Vor 50 Jahren starteten die Befreiungskämpfer in Südvietnam während des Tetfestes die legendäre Offensive des Affen

Sie leitete die Wende im Krieg gegen die USA ein

von Gerhard Feldbauer, 31. Januar 2018


Seit Juli 1967 befand ich mich mit meiner Frau Irene, die als Foto-Reporterin arbeitete, für ADN, die Nachrichtenagentur der DDR, und das "Neue Deutschland" zur Berichterstattung über Vietnam, Laos und Kambodscha in Hanoi. Am 29. und 30. Januar 1968 erlebten wir unser erstes Mondjahr, das traditionelle Tetfest. Nach dem alten Kalender begann das 4.605. Mondjahr, das nach der Folge des Tierkreises im Zeichen des Affen stand. An diesen Tagen wurden einmal mehr Lebensmut, Würde und die Kraft sichtbar, welche die Vietnamesen aus ihrer Kultur und Geschichte schöpften. Hanoi, dem der Krieg so viele Wunden geschlagen hatte, trug ein, wenn auch bescheidenes, Festkleid. In den Straßen wurden die bekannten Tet-Blumen verkauft: Mandelbäumchen mit zarten roten Blüten, Pfirsichblüten und Narzissen, aber auch Gladiolen, Astern, Stiefmütterchen, farbige Gerbera und dazwischen Orchideen. Am meisten gefragt waren die etwa einen Meter hohen Mandarinenbäumchen mit ihren kleinen gelbroten Früchten, die im Tetfest die Stelle unseres Weihnachtsbaumes einnahmen. Zwischen den Blumenständen wurden Früchte angeboten: Bananen, Apfelsinen, Mandarinen und Pampelmusen, große wie kleine Melonen. In einer Tombola gab es als Hauptgewinn ein Moped. Statt Glückwunschkarten wurden Spruchbänder aus rotem Papier bevorzugt, darauf Wünsche für das neue Jahr, die Familie, den Frühlingsanfang.

Trotz kriegsbedingter Rationierung hatten die Handelsorgane vorgesorgt, dass die traditionellen Festspeisen nicht fehlten. Je Einwohner, ob groß oder klein, hatte es zwei der etwa ein Kilo wiegenden Banh Chung, eine Art Kuchen aus Klebereis mit zerstampften Bohnen und Schweinefleischstücken, gegeben. Das ist für den Vietnamesen zum Tet das gleiche wie für uns die Weihnachtsstolle oder der Gänsebraten. Allerdings wurde Ban Chung nicht gebacken, sondern, in große Dongblätter eingewickelt und gekocht. Als bevorzugte Festspeisen kamen dazu Fleisch und Fisch in Nuoc Mam, der würzigen Fischsoße, gesalzene Zwiebeln und Gemüse.

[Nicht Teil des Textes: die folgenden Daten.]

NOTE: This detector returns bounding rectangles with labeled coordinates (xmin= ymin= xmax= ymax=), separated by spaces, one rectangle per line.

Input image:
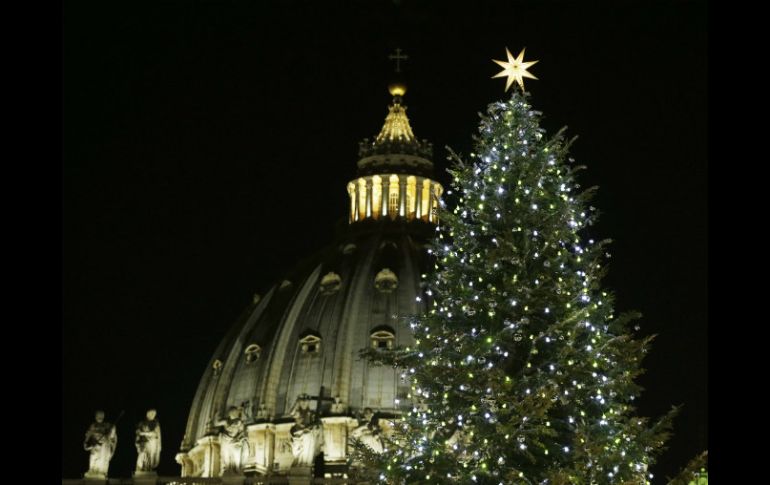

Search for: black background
xmin=61 ymin=0 xmax=708 ymax=482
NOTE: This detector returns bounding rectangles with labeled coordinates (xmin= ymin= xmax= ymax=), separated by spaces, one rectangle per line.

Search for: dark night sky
xmin=61 ymin=0 xmax=708 ymax=477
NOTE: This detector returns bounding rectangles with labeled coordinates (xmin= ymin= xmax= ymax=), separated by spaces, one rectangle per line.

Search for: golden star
xmin=492 ymin=47 xmax=538 ymax=92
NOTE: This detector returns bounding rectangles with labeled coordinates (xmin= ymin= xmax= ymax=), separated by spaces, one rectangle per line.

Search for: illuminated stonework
xmin=348 ymin=174 xmax=444 ymax=224
xmin=348 ymin=90 xmax=444 ymax=224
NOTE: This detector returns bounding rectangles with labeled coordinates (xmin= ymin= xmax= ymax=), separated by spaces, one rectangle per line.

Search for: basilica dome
xmin=177 ymin=85 xmax=442 ymax=477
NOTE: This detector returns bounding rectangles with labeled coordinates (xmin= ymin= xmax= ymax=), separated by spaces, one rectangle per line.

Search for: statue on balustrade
xmin=291 ymin=396 xmax=323 ymax=467
xmin=83 ymin=411 xmax=118 ymax=478
xmin=134 ymin=409 xmax=160 ymax=472
xmin=214 ymin=406 xmax=249 ymax=475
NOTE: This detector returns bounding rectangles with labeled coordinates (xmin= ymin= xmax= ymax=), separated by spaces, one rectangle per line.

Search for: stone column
xmin=353 ymin=180 xmax=359 ymax=221
xmin=273 ymin=421 xmax=294 ymax=473
xmin=380 ymin=175 xmax=390 ymax=219
xmin=365 ymin=177 xmax=372 ymax=218
xmin=246 ymin=423 xmax=275 ymax=475
xmin=414 ymin=177 xmax=423 ymax=220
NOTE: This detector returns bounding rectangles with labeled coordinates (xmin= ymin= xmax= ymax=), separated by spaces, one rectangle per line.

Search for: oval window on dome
xmin=370 ymin=326 xmax=396 ymax=350
xmin=243 ymin=344 xmax=262 ymax=364
xmin=299 ymin=332 xmax=321 ymax=354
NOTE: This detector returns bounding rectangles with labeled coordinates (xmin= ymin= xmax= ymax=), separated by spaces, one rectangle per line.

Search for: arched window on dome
xmin=299 ymin=331 xmax=321 ymax=354
xmin=211 ymin=359 xmax=222 ymax=377
xmin=243 ymin=344 xmax=262 ymax=364
xmin=370 ymin=325 xmax=396 ymax=350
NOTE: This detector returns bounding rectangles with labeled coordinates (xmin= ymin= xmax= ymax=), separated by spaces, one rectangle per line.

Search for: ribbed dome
xmin=183 ymin=221 xmax=426 ymax=438
xmin=177 ymin=86 xmax=442 ymax=476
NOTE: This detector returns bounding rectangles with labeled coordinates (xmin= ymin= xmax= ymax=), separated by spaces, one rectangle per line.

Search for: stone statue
xmin=214 ymin=406 xmax=249 ymax=475
xmin=331 ymin=396 xmax=348 ymax=414
xmin=83 ymin=411 xmax=118 ymax=478
xmin=134 ymin=409 xmax=160 ymax=472
xmin=291 ymin=396 xmax=323 ymax=467
xmin=350 ymin=408 xmax=384 ymax=453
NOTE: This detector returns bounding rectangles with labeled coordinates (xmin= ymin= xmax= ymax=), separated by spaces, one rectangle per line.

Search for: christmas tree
xmin=358 ymin=50 xmax=673 ymax=485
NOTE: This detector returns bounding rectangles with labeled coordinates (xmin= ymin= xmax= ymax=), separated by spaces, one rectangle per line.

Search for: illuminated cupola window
xmin=348 ymin=84 xmax=444 ymax=224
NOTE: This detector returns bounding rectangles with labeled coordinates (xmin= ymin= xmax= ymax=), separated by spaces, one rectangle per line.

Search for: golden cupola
xmin=348 ymin=83 xmax=443 ymax=224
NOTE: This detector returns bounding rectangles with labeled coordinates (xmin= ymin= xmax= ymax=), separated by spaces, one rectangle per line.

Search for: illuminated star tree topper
xmin=492 ymin=47 xmax=538 ymax=92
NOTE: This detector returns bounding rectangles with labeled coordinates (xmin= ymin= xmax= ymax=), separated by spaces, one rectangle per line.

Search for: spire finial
xmin=388 ymin=47 xmax=409 ymax=73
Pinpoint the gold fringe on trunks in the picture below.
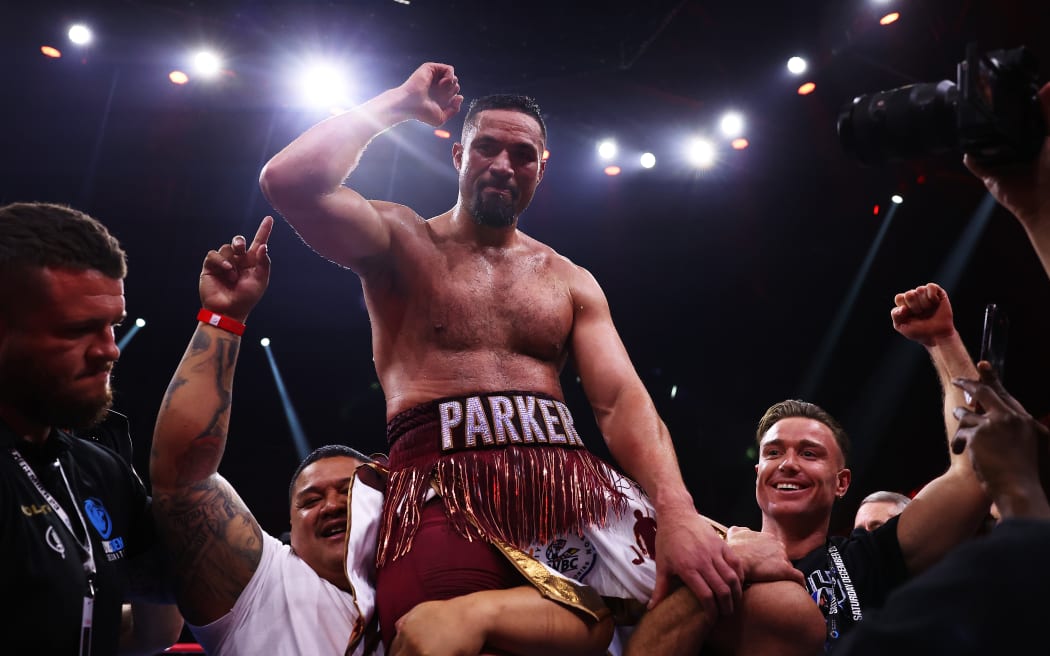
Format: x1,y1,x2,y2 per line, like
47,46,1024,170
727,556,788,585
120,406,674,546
376,444,627,567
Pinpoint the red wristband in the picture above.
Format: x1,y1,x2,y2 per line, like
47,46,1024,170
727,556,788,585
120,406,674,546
197,308,245,335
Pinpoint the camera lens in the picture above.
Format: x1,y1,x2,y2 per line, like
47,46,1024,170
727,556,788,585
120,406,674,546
837,80,959,165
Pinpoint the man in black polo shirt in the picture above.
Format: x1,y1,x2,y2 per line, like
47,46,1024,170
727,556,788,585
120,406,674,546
0,203,181,654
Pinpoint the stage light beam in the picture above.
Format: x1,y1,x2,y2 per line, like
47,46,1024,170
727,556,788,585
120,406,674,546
67,23,93,45
718,111,743,139
193,50,223,78
686,137,717,169
299,63,348,107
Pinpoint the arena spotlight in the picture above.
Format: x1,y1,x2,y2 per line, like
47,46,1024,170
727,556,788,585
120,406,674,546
193,50,223,78
68,23,92,45
299,63,348,107
686,137,717,169
788,57,809,76
718,111,743,139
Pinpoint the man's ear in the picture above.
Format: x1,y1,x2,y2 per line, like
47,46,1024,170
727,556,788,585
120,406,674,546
835,467,853,499
453,143,463,171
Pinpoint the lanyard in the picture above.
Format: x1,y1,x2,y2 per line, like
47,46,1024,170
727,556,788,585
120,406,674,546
827,541,862,640
11,448,96,656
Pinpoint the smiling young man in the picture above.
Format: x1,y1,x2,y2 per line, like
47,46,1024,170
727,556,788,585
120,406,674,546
755,283,989,653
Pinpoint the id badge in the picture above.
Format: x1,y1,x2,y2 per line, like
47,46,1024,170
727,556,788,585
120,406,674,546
80,597,95,656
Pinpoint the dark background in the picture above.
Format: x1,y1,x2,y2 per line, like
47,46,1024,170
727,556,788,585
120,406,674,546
0,0,1050,533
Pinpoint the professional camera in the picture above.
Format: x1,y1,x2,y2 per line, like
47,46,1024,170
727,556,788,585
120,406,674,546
838,43,1046,167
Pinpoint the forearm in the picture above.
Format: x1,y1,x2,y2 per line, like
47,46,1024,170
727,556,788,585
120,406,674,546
624,587,717,656
259,87,413,202
992,479,1050,520
150,323,240,491
926,330,978,457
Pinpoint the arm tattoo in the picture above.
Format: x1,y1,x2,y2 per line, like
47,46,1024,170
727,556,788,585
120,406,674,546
153,474,263,609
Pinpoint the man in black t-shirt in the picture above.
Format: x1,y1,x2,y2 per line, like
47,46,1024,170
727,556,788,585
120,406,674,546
755,283,989,652
0,203,182,654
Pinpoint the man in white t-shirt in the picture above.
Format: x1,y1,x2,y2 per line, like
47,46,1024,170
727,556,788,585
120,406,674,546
150,216,611,656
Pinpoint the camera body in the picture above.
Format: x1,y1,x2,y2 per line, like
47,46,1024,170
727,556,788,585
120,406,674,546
837,43,1046,167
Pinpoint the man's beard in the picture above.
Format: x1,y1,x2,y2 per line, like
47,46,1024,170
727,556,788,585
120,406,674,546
0,352,113,428
470,190,518,228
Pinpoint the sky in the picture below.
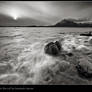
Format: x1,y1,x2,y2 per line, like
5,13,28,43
0,1,92,25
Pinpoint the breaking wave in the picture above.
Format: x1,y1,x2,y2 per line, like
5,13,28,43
0,35,91,84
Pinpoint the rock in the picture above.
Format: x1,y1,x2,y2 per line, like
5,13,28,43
76,61,92,79
67,53,73,57
44,41,61,56
55,41,61,50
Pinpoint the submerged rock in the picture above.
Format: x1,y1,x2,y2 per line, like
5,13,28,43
55,41,61,50
76,61,92,79
44,41,61,56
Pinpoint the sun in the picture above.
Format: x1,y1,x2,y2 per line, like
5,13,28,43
10,9,19,20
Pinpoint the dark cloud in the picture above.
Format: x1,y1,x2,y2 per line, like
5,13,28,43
0,1,92,24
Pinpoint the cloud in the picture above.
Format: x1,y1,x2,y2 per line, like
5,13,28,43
0,1,92,24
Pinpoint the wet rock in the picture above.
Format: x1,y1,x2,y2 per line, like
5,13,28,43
55,41,61,50
44,41,61,56
67,53,73,57
76,61,92,79
0,64,12,74
80,32,92,36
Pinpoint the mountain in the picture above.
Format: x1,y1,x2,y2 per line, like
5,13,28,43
52,19,92,27
0,14,46,26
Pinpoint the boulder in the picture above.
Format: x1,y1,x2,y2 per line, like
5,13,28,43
55,41,61,50
76,61,92,79
44,41,61,56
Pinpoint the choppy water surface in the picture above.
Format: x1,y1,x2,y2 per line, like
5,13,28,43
0,27,92,84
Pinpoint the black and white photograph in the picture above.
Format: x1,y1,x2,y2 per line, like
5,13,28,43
0,1,92,85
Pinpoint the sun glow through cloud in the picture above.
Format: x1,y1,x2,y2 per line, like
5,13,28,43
10,9,19,20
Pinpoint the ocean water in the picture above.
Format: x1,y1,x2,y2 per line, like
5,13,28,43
0,27,92,84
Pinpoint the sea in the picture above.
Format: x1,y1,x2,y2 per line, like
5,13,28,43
0,27,92,84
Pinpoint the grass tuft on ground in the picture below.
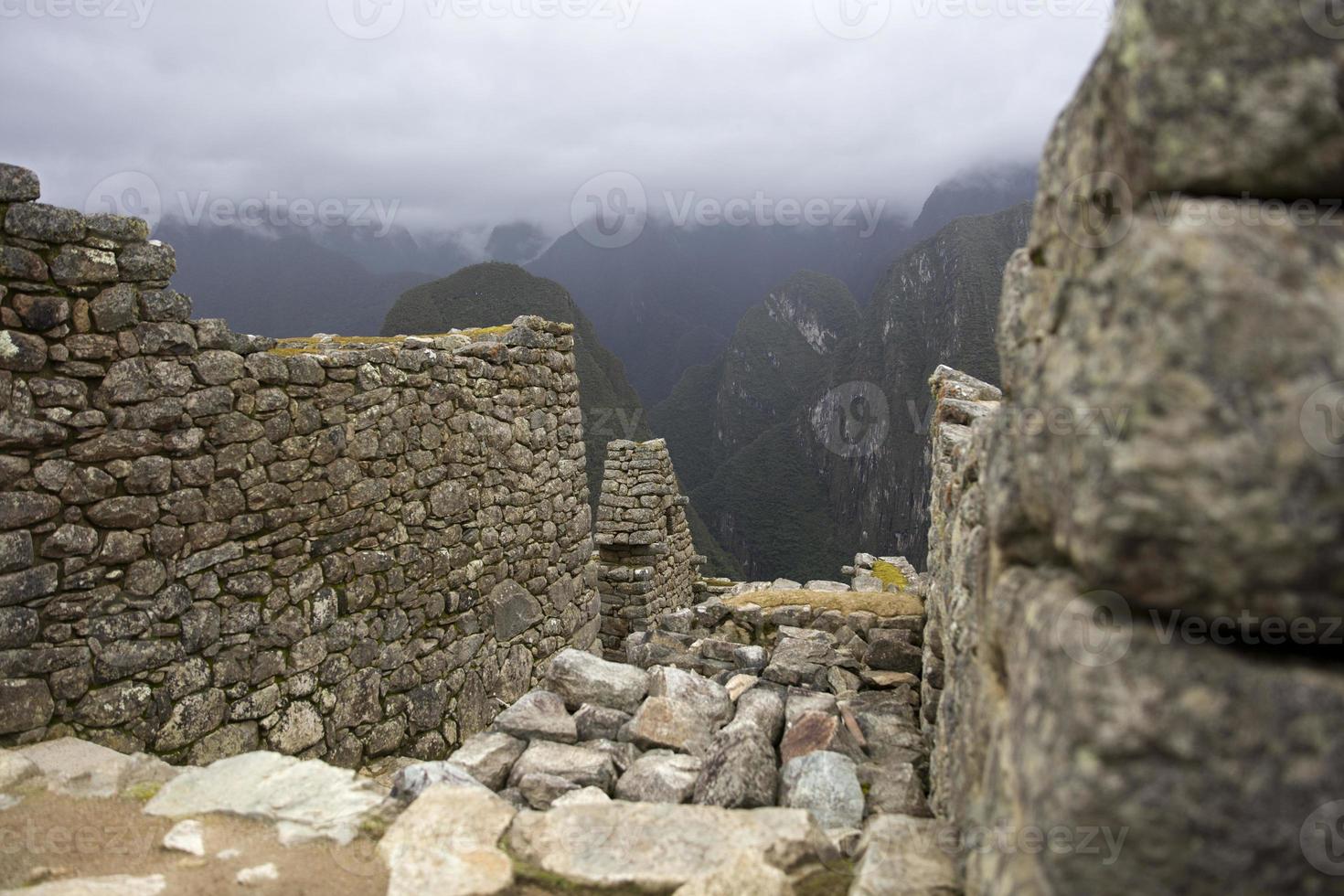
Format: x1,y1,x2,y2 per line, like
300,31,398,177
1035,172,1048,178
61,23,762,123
723,589,923,616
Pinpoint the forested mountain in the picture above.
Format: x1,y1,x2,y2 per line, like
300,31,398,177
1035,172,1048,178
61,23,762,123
380,262,737,572
650,204,1030,579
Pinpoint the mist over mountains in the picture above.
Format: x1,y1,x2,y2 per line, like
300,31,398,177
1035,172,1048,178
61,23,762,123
156,165,1036,579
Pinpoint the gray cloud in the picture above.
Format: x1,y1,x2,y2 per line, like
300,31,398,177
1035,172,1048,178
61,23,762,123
0,0,1110,231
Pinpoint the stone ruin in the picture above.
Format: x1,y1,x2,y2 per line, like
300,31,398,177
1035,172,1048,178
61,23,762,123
0,166,600,767
0,0,1344,896
592,439,704,658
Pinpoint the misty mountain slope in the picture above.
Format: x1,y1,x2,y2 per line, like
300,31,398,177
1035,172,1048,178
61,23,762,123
649,204,1030,581
805,203,1030,566
649,272,860,578
910,164,1036,241
380,262,737,573
155,220,427,337
528,218,909,403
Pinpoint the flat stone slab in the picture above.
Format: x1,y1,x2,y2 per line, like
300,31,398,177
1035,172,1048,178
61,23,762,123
16,738,180,796
508,802,832,892
546,647,649,713
378,784,517,896
145,752,384,847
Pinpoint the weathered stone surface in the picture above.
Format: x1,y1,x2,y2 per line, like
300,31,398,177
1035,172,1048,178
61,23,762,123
450,732,527,790
692,721,780,808
8,874,168,896
544,649,649,713
780,712,866,764
780,752,864,829
732,687,784,744
19,738,177,796
673,852,795,896
621,698,714,753
615,751,700,804
391,762,485,802
495,690,580,744
378,784,517,896
649,667,734,730
859,762,933,818
486,581,541,641
508,801,829,892
515,771,580,811
0,163,42,203
509,741,615,791
574,702,630,741
849,816,961,896
145,752,383,845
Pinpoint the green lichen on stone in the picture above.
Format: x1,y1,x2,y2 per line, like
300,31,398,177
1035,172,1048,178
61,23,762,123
121,781,164,802
872,560,910,591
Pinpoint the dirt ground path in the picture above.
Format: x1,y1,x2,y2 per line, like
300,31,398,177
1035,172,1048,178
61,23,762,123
0,791,387,896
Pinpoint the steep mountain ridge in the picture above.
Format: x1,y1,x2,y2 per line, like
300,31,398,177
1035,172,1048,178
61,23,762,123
649,204,1030,581
380,262,737,573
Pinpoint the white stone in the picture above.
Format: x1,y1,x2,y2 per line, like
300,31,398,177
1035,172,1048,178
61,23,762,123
145,752,383,847
551,787,612,808
164,818,206,856
673,852,793,896
378,784,517,896
19,738,179,796
234,862,280,887
849,816,960,896
0,874,168,896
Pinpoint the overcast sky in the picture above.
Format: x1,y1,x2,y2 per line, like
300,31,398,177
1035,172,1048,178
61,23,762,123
0,0,1110,231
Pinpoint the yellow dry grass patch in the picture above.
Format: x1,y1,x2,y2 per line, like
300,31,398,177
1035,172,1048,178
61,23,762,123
723,589,923,616
270,324,514,356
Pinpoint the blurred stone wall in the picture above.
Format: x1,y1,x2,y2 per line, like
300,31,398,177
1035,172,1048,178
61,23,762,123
594,439,704,661
924,0,1344,896
0,165,598,765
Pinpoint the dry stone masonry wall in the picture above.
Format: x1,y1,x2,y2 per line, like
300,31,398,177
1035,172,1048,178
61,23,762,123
924,0,1344,893
0,165,598,765
594,439,704,659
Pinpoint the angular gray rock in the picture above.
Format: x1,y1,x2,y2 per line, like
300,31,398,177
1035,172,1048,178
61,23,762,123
449,731,527,790
649,667,732,730
574,702,630,741
145,752,383,845
508,741,615,793
615,751,700,804
780,752,864,830
492,690,580,744
544,647,649,713
508,801,832,893
691,719,780,808
515,771,578,811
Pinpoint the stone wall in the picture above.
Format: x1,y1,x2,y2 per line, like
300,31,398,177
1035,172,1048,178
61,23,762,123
924,0,1344,895
594,439,704,659
0,166,598,765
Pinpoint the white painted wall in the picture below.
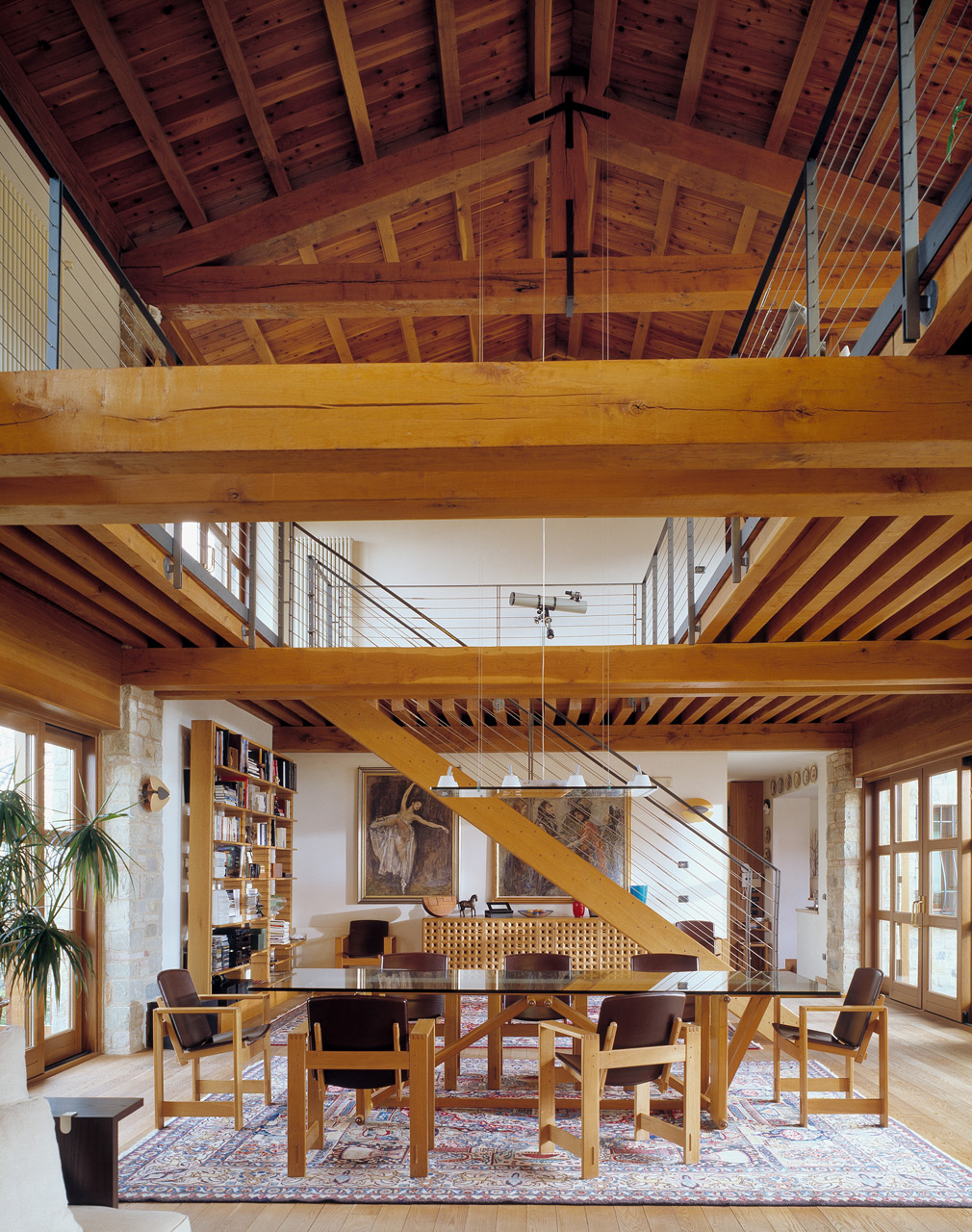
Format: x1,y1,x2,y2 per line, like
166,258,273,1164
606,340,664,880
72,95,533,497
154,701,273,967
294,753,726,967
307,518,664,586
773,796,817,966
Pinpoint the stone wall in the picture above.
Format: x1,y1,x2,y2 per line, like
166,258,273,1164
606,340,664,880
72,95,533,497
827,749,863,990
102,685,165,1055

In den Mittelpunkt des Mondjahres 1968 rückte jedoch ein anderes Ereignis. In der Nacht zum 1. Februar eröffnete die Befreiungsarmee in Südvietnam ihre bis dahin größte Offensive. Von der am 17. Breitengrad gelegenen Kreisstadt Dong Ha bis hinunter zur südlichsten Provinz Bac Lieu griffen die Truppen der Befreiungsfront FNL die über 500.000 Mann starke US-amerikanische Aggressionsarmee und die 700.000 Bajonette zählenden südvietnamesischen Hilfstruppen in zahlreichen Stellungen und Stützpunkten an. Unter den angegriffenen Positionen befanden sich 43 Kreis- und Provinzhauptstädte, Hunderte kleinere von amerikanischen oder südvietnamesischen Truppen besetzte Ortschaften sowie 20 Stützpunkte und Luftwaffenbasen, darunter die größten wie Bien Hoa, Da Nang und Pleiku, die wochenlang im Feuer von Raketen und Granaten der Angreifer lagen. Westliche Presseberichterstatter räumten ein, dass Kampfhandlungen dieses Ausmaßes nur mit Unterstützung der Bevölkerung möglich waren und es in vielen Städten zu regelrechten Erhebungen, darunter in Hue und Saigon, kam. In Hue fanden über vier Wochen lang erbitterte Straßenkämpfe statt, wehte die Fahne der FNL auf der Zitadelle der alten Kaiserstadt, ehe es der 1. amerikanischen Luftlandedivision und Marines gelang, die Stadt wieder unter ihre Kontrolle zu bringen. Die FNL zog sich schließlich zurück, um weitere Verluste zu vermeiden. Denn dort, wo sie sich festgesetzt hatte, bombardierte die US-Air Force ohne Rücksicht auf die Zivilbevölkerung die Stadt. Auf den angegriffenen Luftwaffenstützpunkten zerstörte die FNL über 100 Flugzeuge und machte die meisten Startbahnen unbrauchbar.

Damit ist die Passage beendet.